Which I would have thought made $500 million look like a high price.

So what might behind a preparedness to outlay so much money on something that looks a little tired, over leveraged (a lot of cost has been removed from the business) and risky? (OK, that’s a little rough, MD makes a lot, has good market share, and is surely worth something like $200 million or more, which is quite a lot so it’s not a terrible business).

Here are three ideas:

  • General practice is the most important transactional data point in our healthcare system now, and in the future this position will be amplified substantively as the need to optimise interoperability in patient data between GPs, allied providers, specialists, hospitals and the patients themselves, becomes the secret to system efficiency, security and safety. The GP node is the gatekeeper data position now in the future
  • An open operating system, API, cloud world, tends to be a “winner takes all” world. It’s a world where once you have a platform that is used the most, network effects of users and data tend to reinforce one platform. This is why we have Amazon in retail, Facebook in social media, Google in search, Apple in consumer applications access and Microsoft in business apps, and its hard to name who is their main competition. In a cloud world, users reinforce the value of a platform to the point where there are usually few if any No 2s and if you’re number one, the world of opportunity to make money in all sorts of new ways tends to open up. You own distribution. And that means you can charge everyone who wants access, If Telstra buys MD, it must have this in the back of its mind for Australian healthcare, and if this reasoning for valuation turns out to be true, $500 million might end up looking like a bargain.
  • The Department of Health looks set to introduce some firm deadlines for healthcare providers and vendors to transition everything they do to the far more interoperable world of the cloud. If we are going to use the UK and the US as examples of how long that timeframe might be, it’s likely about five years’. In the same period, the federal government has said it will spend at least $17 billion on aged care and to do that it knows that it has to digitise the aged care sector and connect it to the rest of the healthcare sector, mainly general practice. The enterprise contracts to make aged care interoperable in healthcare over the next few years are likely to be very lucrative and Telstra Health already has large positions in aged care digital solutions, as well as in other parts of the healthcare delivery chain, notably pharmacy and medication management. With MD as a part of its portfolio, technology-debt-ridden or not, Telstra would have a lot of the chips needed to win a lot of these contracts and to start connecting various parts of the system.
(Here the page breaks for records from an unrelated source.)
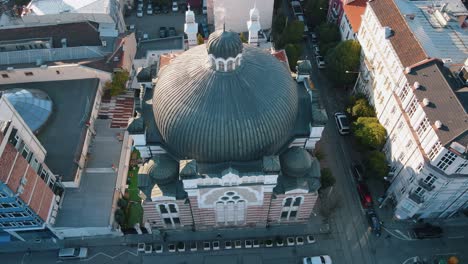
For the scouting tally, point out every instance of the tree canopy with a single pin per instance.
(376, 164)
(344, 57)
(369, 132)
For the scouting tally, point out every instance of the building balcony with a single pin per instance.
(426, 186)
(415, 198)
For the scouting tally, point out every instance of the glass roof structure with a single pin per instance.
(34, 106)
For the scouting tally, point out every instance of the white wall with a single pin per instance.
(236, 13)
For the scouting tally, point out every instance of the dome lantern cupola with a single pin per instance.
(225, 50)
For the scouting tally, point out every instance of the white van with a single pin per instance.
(73, 253)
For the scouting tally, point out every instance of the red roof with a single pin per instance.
(354, 11)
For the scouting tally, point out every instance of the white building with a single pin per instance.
(107, 13)
(418, 102)
(232, 13)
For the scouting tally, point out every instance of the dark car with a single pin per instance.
(162, 32)
(427, 231)
(364, 195)
(172, 32)
(358, 172)
(157, 9)
(374, 222)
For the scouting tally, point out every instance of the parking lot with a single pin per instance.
(150, 24)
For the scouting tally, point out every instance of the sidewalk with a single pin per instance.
(171, 236)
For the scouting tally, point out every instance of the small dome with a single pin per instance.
(34, 106)
(163, 169)
(224, 44)
(295, 162)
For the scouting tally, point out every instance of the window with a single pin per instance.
(230, 209)
(430, 179)
(435, 150)
(462, 166)
(446, 160)
(290, 208)
(423, 126)
(169, 214)
(412, 108)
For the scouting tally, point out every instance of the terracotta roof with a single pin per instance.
(405, 44)
(354, 11)
(88, 34)
(438, 85)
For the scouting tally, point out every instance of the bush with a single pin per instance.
(326, 178)
(122, 203)
(376, 164)
(369, 132)
(362, 108)
(293, 51)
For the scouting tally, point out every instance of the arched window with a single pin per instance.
(230, 209)
(169, 214)
(290, 208)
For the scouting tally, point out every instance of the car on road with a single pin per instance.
(172, 32)
(320, 62)
(342, 122)
(175, 7)
(140, 12)
(364, 195)
(427, 231)
(324, 259)
(374, 222)
(358, 172)
(162, 32)
(149, 10)
(73, 253)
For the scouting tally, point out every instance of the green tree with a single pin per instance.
(369, 132)
(243, 38)
(326, 178)
(344, 57)
(362, 108)
(376, 164)
(293, 51)
(316, 11)
(200, 39)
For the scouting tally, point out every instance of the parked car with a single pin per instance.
(157, 9)
(320, 62)
(175, 7)
(427, 231)
(324, 259)
(316, 50)
(140, 12)
(149, 10)
(162, 32)
(364, 195)
(342, 123)
(374, 222)
(172, 32)
(73, 253)
(358, 172)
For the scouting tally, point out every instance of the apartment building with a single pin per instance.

So perhaps $500 million is not so outrageous after all.

For GPs, both the price Telstra Health is prepared to pay, and that Telstra Health might own it, could hardly be bad, even if Telstra has in mind the “rule the world” platform aspirations within Australian healthcare that the global digital platforms have.

Apart from anything else, it will put a rocket under BP and Sonic to get on with the development of its cloud product, and alongside BP, most of the local medical software industry, legacy vendors and entrepreneurial new entries alike, will all probably be more valuable, and as a result be able to access funds to make the whole process of innovation go a lot faster.

Combined with the federal government’s determination to introduce a regime where providers and vendors will be forced in some way to move to far more interoperable cloud technology within about five years, the sale of MD to Telstra Health could constitute the starting gun on a whole new era of innovation in Australian healthcare.

Much of that innovation will be aimed at the gatekeepers of the most important information transactions in health moving forward: general practitioners.